それにしてもこの短時間でそこまで調べ上げた晴香の手腕に、大志は今更ながら感心させられた。
「戸成はやっぱり凄いな。何でも知ってるみたいだ」
「今の時代その気になればなんでも調べられますよ。要はやるかやらないかだけ」
晴香はそんな事より何か引っかかっている様だった。
「先輩これって変ですよね」
「戸成の言うとおりだよ。どう考えてもおかしい」
後藤に続いて、つるんでいた連中がことごとく危険な目に合っていた。
晴香が後藤の転落死を調べていた時に校舎から落ちた事を考え合わせると、何か不気味な力が働いているとしか思えなかった。

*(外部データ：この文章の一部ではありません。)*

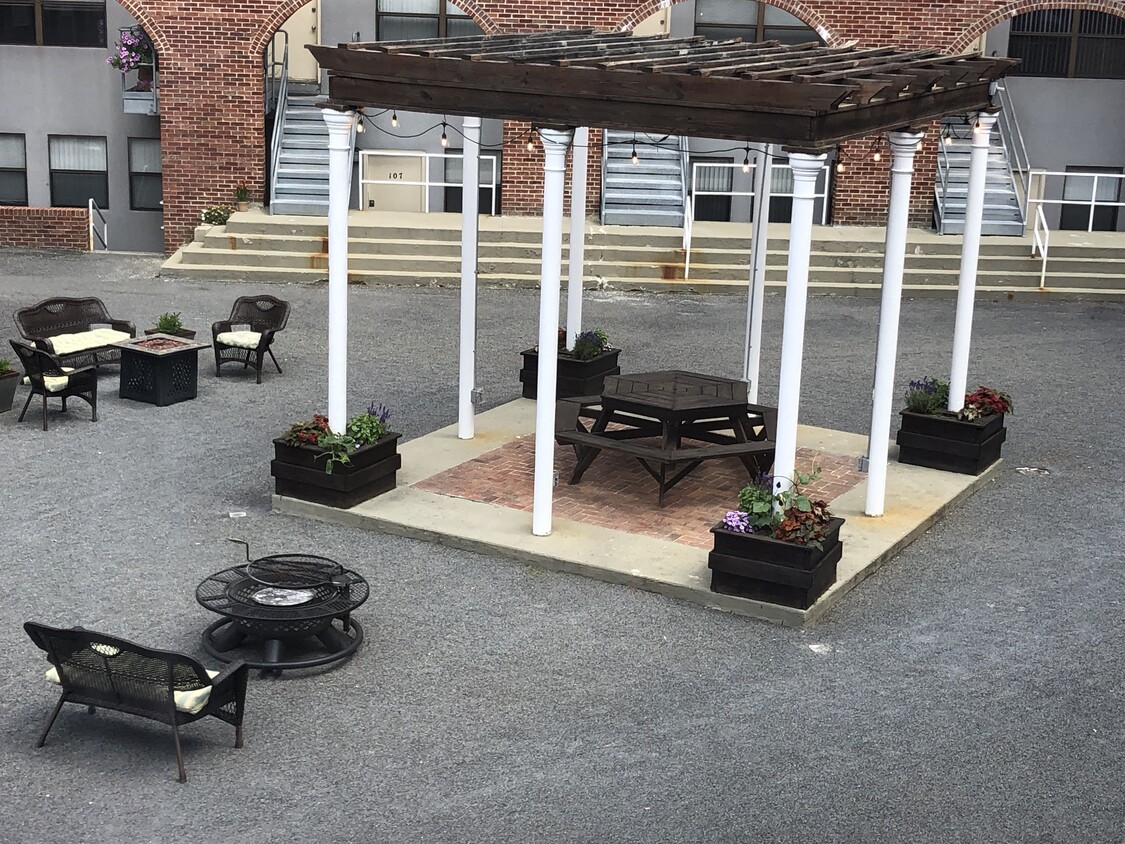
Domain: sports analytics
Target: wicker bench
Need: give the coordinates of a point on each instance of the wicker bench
(66, 328)
(97, 670)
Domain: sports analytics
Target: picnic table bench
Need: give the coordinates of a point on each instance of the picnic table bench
(646, 406)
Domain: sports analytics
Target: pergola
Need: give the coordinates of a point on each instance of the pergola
(807, 98)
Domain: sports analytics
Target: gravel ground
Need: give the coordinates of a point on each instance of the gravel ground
(969, 692)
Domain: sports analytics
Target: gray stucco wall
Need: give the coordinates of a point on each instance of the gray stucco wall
(72, 91)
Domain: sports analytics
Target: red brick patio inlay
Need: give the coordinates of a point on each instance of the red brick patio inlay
(617, 493)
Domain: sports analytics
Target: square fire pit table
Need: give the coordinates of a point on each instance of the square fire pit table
(160, 369)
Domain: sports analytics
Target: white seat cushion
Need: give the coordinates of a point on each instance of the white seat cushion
(190, 702)
(241, 339)
(83, 340)
(54, 383)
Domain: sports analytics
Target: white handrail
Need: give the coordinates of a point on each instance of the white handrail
(426, 182)
(1041, 244)
(282, 101)
(104, 234)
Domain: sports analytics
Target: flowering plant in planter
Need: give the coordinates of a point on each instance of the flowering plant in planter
(789, 515)
(133, 51)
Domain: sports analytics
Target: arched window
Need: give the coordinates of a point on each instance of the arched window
(412, 19)
(1073, 43)
(752, 21)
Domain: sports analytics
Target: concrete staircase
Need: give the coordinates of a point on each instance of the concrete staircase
(649, 192)
(1002, 211)
(424, 250)
(300, 178)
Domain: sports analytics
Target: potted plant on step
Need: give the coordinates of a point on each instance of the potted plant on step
(242, 196)
(9, 378)
(966, 442)
(171, 323)
(780, 547)
(314, 464)
(582, 370)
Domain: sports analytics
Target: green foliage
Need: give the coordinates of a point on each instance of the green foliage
(927, 395)
(216, 215)
(169, 323)
(588, 344)
(789, 515)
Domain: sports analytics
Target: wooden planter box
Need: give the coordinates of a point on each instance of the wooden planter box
(298, 473)
(575, 377)
(768, 569)
(950, 443)
(8, 382)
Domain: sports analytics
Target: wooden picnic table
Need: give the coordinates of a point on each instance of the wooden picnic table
(671, 406)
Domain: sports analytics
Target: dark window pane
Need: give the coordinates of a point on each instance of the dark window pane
(458, 27)
(393, 27)
(1042, 55)
(145, 191)
(1100, 59)
(74, 25)
(74, 190)
(1099, 23)
(17, 24)
(12, 187)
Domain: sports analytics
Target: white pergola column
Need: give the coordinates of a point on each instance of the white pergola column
(970, 254)
(470, 223)
(903, 146)
(555, 144)
(340, 144)
(806, 169)
(755, 301)
(579, 160)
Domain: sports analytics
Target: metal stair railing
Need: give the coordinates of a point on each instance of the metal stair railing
(282, 101)
(1013, 141)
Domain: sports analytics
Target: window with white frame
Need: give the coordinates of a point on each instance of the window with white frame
(79, 171)
(752, 21)
(413, 19)
(12, 170)
(53, 23)
(145, 178)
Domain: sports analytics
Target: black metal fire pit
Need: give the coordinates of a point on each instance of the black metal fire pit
(286, 599)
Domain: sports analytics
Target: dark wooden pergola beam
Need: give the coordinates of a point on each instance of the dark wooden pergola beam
(804, 97)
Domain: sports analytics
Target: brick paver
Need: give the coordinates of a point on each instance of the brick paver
(615, 492)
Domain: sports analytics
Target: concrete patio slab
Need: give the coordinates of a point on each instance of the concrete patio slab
(916, 499)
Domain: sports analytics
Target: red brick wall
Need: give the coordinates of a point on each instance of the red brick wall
(45, 227)
(210, 81)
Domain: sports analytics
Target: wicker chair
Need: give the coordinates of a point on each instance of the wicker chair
(264, 315)
(48, 377)
(96, 670)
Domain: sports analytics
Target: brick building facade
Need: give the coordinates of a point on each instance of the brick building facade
(212, 88)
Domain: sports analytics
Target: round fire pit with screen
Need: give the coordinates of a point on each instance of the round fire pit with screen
(287, 602)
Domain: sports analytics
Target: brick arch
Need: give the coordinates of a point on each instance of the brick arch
(1017, 7)
(286, 8)
(797, 8)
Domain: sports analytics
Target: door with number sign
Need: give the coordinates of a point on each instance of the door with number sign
(393, 181)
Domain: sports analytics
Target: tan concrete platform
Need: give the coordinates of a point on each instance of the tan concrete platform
(916, 499)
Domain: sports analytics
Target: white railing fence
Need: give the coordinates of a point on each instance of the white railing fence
(426, 182)
(101, 236)
(781, 176)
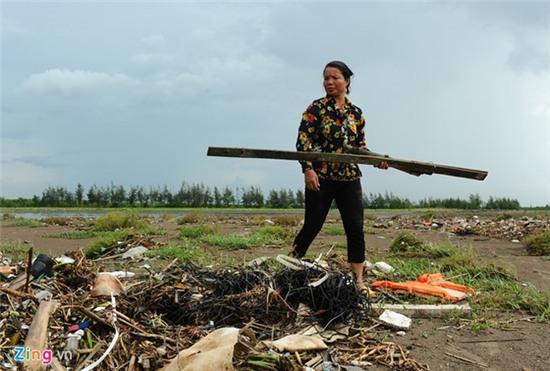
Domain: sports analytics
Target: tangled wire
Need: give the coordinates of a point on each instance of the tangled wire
(232, 297)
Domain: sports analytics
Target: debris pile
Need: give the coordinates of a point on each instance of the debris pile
(79, 313)
(507, 228)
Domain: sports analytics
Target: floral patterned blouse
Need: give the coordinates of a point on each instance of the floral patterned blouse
(325, 128)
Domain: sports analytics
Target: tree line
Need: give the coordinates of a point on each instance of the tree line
(200, 195)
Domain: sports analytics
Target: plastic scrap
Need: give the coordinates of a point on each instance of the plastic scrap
(42, 265)
(213, 352)
(106, 284)
(383, 267)
(429, 285)
(135, 252)
(297, 343)
(395, 320)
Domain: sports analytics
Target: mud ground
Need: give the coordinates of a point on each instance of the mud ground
(522, 344)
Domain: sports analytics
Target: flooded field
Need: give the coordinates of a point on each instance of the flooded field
(502, 327)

「先輩に止められて、後藤健介の転落の件はあれから調べていませんでしたけど、こう立て続けだとほっとけないわ。これからちょっと調べてきます」
「ちょっと待って」
早速行動に移そうとした晴香を大志は制止した。
「やみくもに動いたりしたら駄目だ。今回の事は何かおかしい。戸成の身に何かあったらどうするんだ」
「私の事、心配してくれてるんですか?」
「当たり前だろ」
さっきまで剣呑な雰囲気だった晴香は、パッと華やいだ笑顔を見せて、その後ほんのり紅くなった。
「うふふふ」
なに? 大志の前でもじもじし始めた晴香を大志は怪訝な顔で見る。
晴香は後ろに手を組んで、大志を上目遣いでじっと見た。
「じゃあ先輩と一緒だったらいいのかな」
「俺と? 俺は全く役に立たないと思うけど」
大志は当然そう自分を評価した。晴香の様な行動力はないし、何をするのも人より遅い。ふいにもし危険な事が起こったとしても、前の交通事故の時のようになるだけだと思った。
「先輩にはすごい力があるじゃないですか」
「いや、あれはそんな簡単にいつでもできる訳じゃないし」
「じゃあこないだ録音したやつで実験してみましょうよ」
それはあのボートから落ちた人を助けたあの日、大志の部屋で幸枝の叫び声を録音した事を晴香は言っているのだった。
「再生しますよ」
「え? 今ここで」
晴香は構わずスマホ画面の再生ボタンを押した。
「きゃーっ!」
大志の頭の中に幸枝が胸を鷲掴みにされた映像が甦る。
大志はちょっと自分の顔が熱くなるのを感じた。
「何紅くなってるんですか! このスケベ!」
そのとおりだったので何も言い返せず、大志は笑って胡麻化した。
「いや、その、ちょっとあの光景が強烈過ぎて……」
「いやらしい!」
汚いものを見るような視線を晴香から感じた。
「それでどうだったの? 加速したの?」
加速しているかどうかは晴香には分かりにくいのだろう。
「いや、その、ごめん」
「余計な事考えないで多田先輩がピンチだってイメージしなさい!」
ちょっとキレ気味に言われた。
「もう一度行きますよ」
そして晴香は再生ボタンを押した。
「きゃーっ!」
大志は今度は鼻の下を伸ばした。
「駄目だこりゃ」
また相当使い込まれた死語を口にし、晴香は加速しそうにない大志に呆れた顔をした。
「いい加減にしてください。先輩って四六時中やらしい事考えてるんですか」
「そう言う訳ではないけど……面目ない」
どうもこの録音データでは上手くいかない様だ。
晴香は役に立たないスマホを鞄にしまって、また別の計画をほのめかした。
「仕方ない。この手は使いたくなかったけど、先輩に加速してもらわないと困るからやってみようかな」
「え? 何をするつもりなの?」
「多田先輩を巻き込むことにします」
「ゆきちゃんを? ダメダメそれは流石に……」
晴香はまだ何か言おうとしている大志を鋭く睨みつけた。
「何言ってるんですか、それもこれも先輩がおかしな想像をするせいでしょ!」
「あっ、ちょっと、ちょっと待って」
止めるのも聞かず、晴香は部室をすたすた出て行った。
しょうがないだろ。浮かんでくるものは浮かんでくるんだから。
心の中で不満を呟きつつ、大志は慌てて晴香の後を追ったのだった。